If you or your spouse served in the military, the VA Aid and Attendance benefit may help cover long-term care costs. This is a pension supplement for veterans (or surviving spouses) who need assistance with daily activities.

Pros:

  • Can provide over $2,000 per month for a veteran (less for a surviving spouse)
  • Can be used for home care, assisted living, or nursing home care
  • Does not require a service-connected disability

Cons:

  • Application process can be slow and complicated
  • Income and asset limits apply (though they’re more generous than Medicaid)
  • The benefit alone rarely covers the full cost of care
  • Not all families are aware this benefit exists

If you’re a veteran or the spouse of one, this is absolutely worth exploring — but it’s usually a supplement, not a complete solution.

5. Reverse Mortgage

A reverse mortgage (specifically a Home Equity Conversion Mortgage, or HECM) lets homeowners age 62 and older convert part of their home equity into cash, which can then be used to pay for care.

Pros:

  • No monthly mortgage payments required
  • Can provide a lump sum, monthly payments, or a line of credit
  • You stay in your home (as long as you continue to live there)

Cons:

  • Only works if you own a home with significant equity
  • If you move to a care facility, the loan becomes due — which usually means selling the home
  • Fees and interest reduce the equity remaining for heirs
  • Your home may not be passed on to your family

Reverse mortgages work well for seniors who want to stay at home and need funds for in-home care. They’re less useful if a nursing home move is likely.

6. Life Settlement

A life settlement is the sale of an existing life insurance policy to a licensed third-party buyer for a lump-sum cash payment. The buyer takes over the premium payments and eventually receives the death benefit.

Pros:

  • Provides a lump sum of cash — often significantly more than surrendering the policy
  • No debt, no repayment, no ongoing obligations
  • Frees you from premium payments you may no longer be able to afford
  • The money can be used for any type of care, with no restrictions

Cons:

  • You give up the policy’s death benefit (heirs will not receive it)
  • Not every policy qualifies — check the eligibility requirements to see if yours might be a fit
  • The process takes several weeks to a few months
  • Proceeds may be partially taxable

Why Life Settlements Are Often Overlooked

Despite being a regulated financial option in most states, life settlements remain one of the least-known tools for funding long-term care. Many seniors let their policies lapse or surrender them for a fraction of their market value — simply because no one told them selling was an option.

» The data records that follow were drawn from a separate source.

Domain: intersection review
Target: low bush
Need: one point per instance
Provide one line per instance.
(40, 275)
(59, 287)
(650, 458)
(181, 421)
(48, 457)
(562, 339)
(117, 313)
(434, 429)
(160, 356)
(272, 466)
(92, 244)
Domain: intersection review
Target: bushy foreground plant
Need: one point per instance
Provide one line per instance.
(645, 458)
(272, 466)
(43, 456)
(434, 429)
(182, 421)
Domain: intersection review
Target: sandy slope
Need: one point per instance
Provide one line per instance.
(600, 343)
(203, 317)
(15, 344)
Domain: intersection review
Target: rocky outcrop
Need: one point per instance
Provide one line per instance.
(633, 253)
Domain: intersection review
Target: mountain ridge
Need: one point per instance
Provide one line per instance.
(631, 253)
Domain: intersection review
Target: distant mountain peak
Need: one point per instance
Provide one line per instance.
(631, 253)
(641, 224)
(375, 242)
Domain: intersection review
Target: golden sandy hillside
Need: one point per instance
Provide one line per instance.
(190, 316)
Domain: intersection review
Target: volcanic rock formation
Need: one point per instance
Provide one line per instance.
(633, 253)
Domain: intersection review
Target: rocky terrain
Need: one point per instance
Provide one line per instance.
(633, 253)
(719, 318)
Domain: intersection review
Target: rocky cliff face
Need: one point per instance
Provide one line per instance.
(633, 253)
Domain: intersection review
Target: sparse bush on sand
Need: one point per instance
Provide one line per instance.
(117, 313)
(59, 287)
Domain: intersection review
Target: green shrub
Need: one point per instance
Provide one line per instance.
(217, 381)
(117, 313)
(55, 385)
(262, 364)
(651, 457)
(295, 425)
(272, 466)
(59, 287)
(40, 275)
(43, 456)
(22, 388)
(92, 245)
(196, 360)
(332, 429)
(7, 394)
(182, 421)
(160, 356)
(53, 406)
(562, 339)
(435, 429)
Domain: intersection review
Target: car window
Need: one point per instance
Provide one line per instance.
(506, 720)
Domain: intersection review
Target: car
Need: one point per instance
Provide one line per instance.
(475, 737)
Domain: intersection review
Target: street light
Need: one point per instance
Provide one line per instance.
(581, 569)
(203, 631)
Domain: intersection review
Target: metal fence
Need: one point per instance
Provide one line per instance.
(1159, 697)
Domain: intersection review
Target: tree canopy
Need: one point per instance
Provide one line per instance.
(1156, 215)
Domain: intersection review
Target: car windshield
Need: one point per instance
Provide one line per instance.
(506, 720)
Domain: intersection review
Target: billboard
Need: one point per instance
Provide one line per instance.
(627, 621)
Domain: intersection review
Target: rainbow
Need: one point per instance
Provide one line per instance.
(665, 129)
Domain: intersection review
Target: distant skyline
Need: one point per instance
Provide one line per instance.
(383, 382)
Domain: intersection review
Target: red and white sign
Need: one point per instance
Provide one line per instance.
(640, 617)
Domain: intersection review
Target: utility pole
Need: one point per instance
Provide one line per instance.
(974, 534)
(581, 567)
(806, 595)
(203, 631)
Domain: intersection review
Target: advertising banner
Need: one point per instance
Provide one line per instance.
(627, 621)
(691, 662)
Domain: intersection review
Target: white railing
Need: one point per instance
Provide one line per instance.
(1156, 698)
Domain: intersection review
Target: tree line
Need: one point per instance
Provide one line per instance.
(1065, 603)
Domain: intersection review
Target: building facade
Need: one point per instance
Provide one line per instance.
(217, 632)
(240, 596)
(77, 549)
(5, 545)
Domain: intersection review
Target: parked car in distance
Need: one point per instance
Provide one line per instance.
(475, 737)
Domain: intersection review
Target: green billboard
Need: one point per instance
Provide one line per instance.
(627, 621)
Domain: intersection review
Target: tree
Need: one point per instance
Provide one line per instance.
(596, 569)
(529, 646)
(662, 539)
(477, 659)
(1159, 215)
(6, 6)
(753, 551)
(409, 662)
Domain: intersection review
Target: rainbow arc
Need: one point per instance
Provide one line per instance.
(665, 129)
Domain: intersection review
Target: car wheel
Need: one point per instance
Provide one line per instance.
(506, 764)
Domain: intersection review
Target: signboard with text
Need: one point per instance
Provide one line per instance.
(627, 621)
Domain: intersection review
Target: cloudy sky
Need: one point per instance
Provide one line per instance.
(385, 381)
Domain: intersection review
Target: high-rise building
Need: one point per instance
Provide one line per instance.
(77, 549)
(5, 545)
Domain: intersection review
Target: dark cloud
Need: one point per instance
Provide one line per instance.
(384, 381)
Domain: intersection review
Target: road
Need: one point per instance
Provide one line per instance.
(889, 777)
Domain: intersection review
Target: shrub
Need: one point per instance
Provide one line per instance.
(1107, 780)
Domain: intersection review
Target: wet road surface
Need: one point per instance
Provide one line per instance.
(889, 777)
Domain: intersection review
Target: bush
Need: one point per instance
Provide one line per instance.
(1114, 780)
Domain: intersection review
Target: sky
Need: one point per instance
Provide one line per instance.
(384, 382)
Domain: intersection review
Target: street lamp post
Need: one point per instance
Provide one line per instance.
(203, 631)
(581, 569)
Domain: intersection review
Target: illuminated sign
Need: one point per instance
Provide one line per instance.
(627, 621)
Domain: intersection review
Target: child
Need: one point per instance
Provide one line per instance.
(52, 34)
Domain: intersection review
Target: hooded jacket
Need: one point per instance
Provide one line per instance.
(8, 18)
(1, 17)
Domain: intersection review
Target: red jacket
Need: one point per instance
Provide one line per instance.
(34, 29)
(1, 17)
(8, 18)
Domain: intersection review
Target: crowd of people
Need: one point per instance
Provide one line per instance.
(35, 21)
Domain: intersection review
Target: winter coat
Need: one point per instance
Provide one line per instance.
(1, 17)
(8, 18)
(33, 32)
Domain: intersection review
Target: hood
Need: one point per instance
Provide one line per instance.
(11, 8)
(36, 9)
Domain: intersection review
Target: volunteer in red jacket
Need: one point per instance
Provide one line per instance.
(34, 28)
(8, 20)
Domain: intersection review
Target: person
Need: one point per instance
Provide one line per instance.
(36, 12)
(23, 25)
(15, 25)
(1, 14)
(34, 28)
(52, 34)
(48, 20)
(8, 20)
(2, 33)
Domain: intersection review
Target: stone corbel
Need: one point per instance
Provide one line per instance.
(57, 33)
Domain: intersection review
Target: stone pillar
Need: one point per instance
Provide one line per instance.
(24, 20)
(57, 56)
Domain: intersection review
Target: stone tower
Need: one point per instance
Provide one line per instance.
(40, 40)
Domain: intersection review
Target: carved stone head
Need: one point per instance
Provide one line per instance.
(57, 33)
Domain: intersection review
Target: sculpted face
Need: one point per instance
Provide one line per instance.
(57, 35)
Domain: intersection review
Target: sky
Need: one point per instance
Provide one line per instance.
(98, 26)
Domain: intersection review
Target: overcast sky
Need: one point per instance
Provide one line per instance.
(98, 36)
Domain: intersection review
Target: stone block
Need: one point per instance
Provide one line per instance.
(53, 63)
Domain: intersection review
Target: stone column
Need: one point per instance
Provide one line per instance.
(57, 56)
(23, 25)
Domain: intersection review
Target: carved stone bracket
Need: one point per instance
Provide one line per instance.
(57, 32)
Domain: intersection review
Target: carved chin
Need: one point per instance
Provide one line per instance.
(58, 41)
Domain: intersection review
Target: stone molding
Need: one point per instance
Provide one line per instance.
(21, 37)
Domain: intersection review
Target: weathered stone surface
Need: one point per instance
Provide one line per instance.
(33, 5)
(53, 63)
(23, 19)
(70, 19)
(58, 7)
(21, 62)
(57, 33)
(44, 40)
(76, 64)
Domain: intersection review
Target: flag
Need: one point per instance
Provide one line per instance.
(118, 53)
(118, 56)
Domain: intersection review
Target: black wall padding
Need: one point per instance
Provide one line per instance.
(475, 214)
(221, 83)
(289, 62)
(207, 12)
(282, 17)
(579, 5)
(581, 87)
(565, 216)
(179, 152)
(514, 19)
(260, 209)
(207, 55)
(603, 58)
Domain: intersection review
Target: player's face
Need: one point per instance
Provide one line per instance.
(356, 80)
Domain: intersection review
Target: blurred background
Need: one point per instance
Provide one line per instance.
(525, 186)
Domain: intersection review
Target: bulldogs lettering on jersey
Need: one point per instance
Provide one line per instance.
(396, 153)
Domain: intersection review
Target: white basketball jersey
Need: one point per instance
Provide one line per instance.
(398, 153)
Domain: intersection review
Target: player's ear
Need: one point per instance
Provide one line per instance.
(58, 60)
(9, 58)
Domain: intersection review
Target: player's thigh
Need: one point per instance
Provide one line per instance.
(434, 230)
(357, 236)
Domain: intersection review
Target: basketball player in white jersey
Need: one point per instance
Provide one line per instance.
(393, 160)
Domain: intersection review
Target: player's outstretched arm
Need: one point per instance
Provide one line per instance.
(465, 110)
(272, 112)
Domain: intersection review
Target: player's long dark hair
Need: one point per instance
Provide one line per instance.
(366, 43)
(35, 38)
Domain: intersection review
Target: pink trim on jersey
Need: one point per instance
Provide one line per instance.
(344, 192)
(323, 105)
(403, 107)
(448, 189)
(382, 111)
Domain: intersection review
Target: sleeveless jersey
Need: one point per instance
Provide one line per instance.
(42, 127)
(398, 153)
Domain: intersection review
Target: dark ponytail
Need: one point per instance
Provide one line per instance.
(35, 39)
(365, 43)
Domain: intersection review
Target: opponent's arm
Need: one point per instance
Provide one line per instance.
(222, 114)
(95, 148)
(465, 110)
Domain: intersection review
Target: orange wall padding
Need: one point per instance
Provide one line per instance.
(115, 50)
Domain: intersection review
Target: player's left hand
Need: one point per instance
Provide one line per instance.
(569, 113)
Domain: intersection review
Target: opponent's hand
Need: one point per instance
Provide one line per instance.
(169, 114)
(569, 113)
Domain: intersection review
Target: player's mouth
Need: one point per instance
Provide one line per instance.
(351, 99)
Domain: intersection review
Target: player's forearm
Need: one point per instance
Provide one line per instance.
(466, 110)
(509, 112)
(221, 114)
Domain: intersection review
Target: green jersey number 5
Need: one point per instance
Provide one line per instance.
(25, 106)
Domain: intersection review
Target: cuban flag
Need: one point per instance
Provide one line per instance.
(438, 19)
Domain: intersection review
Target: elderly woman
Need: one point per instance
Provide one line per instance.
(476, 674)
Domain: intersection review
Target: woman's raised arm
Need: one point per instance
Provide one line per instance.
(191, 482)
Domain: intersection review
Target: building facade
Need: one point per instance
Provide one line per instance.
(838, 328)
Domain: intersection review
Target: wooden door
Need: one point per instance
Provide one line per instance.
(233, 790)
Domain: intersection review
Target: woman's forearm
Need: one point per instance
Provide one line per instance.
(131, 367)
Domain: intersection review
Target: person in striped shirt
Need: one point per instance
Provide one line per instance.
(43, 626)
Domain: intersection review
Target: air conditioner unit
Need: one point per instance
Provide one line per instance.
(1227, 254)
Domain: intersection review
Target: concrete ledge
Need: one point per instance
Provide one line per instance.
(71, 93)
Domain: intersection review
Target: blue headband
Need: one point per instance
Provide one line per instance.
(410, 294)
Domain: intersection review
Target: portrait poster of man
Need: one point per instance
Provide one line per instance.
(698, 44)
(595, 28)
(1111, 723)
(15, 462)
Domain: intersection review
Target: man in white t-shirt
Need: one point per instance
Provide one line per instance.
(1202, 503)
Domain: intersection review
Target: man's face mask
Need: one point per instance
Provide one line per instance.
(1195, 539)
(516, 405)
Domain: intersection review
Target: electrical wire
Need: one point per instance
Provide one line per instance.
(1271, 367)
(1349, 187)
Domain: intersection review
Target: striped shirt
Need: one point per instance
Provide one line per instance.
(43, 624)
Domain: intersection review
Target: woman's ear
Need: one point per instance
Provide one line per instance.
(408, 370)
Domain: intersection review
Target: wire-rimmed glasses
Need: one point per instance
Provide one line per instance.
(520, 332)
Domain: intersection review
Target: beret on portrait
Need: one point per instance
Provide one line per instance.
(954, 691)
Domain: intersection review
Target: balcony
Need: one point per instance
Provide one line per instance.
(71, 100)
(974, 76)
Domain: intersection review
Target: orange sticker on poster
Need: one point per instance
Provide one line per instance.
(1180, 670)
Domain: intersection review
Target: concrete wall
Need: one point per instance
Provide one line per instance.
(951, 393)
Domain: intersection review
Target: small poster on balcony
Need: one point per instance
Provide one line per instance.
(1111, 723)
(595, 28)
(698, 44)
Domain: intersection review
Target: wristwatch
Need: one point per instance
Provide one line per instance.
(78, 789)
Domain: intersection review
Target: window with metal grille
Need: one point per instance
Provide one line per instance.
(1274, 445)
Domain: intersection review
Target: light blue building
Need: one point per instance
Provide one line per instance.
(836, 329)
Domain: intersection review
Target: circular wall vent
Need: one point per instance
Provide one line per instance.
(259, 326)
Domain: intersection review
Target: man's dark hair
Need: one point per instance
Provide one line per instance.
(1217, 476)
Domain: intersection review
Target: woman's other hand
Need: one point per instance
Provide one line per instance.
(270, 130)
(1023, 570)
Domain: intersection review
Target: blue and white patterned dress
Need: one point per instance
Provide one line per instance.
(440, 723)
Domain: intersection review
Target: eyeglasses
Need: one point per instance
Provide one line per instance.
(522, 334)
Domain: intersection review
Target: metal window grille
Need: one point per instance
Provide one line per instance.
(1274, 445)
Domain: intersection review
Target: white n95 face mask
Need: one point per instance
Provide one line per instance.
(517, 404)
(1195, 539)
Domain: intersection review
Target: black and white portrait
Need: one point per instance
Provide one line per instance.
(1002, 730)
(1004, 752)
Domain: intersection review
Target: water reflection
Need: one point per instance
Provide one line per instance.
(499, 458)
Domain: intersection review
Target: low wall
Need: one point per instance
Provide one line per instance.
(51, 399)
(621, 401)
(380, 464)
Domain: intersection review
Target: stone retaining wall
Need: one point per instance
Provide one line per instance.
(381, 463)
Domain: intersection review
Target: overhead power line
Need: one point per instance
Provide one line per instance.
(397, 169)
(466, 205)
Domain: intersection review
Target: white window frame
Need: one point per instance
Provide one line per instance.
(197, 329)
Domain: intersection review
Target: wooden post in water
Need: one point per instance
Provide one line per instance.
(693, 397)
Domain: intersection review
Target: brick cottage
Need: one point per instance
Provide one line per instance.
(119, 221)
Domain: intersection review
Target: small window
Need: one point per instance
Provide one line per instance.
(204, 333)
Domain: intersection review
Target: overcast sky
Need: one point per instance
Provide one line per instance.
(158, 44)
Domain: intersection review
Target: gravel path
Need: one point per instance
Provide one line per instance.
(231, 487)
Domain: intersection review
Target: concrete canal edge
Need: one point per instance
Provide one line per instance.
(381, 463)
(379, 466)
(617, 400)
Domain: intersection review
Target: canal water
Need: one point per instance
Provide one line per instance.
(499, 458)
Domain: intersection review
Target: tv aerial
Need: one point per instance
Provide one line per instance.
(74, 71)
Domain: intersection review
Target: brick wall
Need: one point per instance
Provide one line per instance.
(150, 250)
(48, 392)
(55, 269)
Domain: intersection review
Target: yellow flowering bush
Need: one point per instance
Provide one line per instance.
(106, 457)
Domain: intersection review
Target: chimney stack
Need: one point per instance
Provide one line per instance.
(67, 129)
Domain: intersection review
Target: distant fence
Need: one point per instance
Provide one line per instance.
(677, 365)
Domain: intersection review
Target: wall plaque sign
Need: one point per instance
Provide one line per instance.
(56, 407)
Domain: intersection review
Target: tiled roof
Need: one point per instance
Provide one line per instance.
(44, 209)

A policy with a $500,000 death benefit might have a cash surrender value of $30,000 but sell in a life settlement for approximately 4 times the surrender value or more, depending on the insured’s age and health.

That kind of money can fund years of care — and it comes from an asset many seniors were planning to give up anyway.

Which Option Is Right for You?

There’s no single answer. Many families combine two or more of these strategies. The most important step is to understand what’s available before a care need becomes urgent. Planning ahead gives you more choices and better outcomes.

Planning Ahead for Care Costs

The more you know about your options before a care need arises, the more control you’ll have. If you own a life insurance policy that’s no longer serving its original purpose, it may be one of the most valuable tools in your plan.